Environmental Site Assessments (ESAs) have been developed to evaluate environmental issues at any site previously used for commercial purposes. ESAs generally are performed in two stages, Phase I and Phase II, with remediation following if deemed necessary following the completion of both phases. Standards for the Phase I and Phase II ESAs have been established by the American Society for Testing and Materials (ASTM) to address the “All-Appropriate-Inquiry” (AAI) aspect to the Comprehensive Environmental Response, Compensation and Liability Act (CERCLA).
Phase I Environmental Site Assessments (ASTM E1527-13) typically consist of four tasks:
- Gathering information about past and present uses of the site;
- Inspection of the site by an environmental professional, usually accompanied by someone familiar with the property;
- Reviewing environmental files maintained by the site owner and regulatory agencies;
- Preparing a report that identifies existing and potential sources of contamination on the property.
The result of a Phase I ESA determines the need for further site investigation, i.e., the need for any type of environmental sampling and analysis or may indicate that further investigation is not warranted.

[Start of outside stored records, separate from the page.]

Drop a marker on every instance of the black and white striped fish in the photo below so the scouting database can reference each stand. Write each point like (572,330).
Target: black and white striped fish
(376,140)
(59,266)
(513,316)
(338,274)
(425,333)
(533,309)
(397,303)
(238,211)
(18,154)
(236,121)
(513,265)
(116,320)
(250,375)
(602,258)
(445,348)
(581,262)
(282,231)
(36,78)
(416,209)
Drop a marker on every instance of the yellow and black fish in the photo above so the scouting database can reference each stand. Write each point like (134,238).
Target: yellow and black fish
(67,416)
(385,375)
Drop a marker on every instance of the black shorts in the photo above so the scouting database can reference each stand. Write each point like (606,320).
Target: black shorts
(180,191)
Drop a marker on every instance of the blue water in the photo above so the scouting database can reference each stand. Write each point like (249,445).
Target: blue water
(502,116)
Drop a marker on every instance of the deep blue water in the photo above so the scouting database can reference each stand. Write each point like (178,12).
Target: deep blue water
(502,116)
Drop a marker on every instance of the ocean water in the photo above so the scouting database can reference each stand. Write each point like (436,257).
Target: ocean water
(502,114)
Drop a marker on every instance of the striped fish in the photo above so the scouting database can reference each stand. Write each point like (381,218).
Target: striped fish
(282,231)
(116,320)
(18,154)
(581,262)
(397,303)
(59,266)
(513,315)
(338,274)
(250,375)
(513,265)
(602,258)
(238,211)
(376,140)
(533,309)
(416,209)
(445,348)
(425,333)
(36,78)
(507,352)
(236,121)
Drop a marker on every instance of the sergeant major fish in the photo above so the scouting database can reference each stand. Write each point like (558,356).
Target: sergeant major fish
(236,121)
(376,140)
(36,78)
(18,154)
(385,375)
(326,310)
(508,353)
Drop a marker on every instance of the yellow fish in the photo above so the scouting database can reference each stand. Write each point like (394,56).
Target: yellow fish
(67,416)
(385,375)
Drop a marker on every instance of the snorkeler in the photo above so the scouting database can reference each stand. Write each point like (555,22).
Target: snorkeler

Phase II Environmental Site Assessments (ASTM E1903-11) focus on gathering specific information as required about the property and can include the following tasks:
- Surface and subsurface soil sampling, groundwater and surface water sampling, soil vapor sampling (along with laboratory analysis), sediment sampling, collection of plant or aquatic species samples;
- Above/underground storage tank content and tightness testing, asbestos containing material (ACM) sampling, PCB sampling and identification, geomagnetic or geophysical surveys;
- Directly measuring conditions such as noise levels or radiation;
- Using environmental fate or transportation models to evaluate the potential migration of the contamination.
The result of a Phase II ESA is the determination of the need for a work plan for cleanup and may also allow the determination of whether conditions or events at the site are causing or likely to cause adverse effects and will require notification to the appropriate regulatory authority.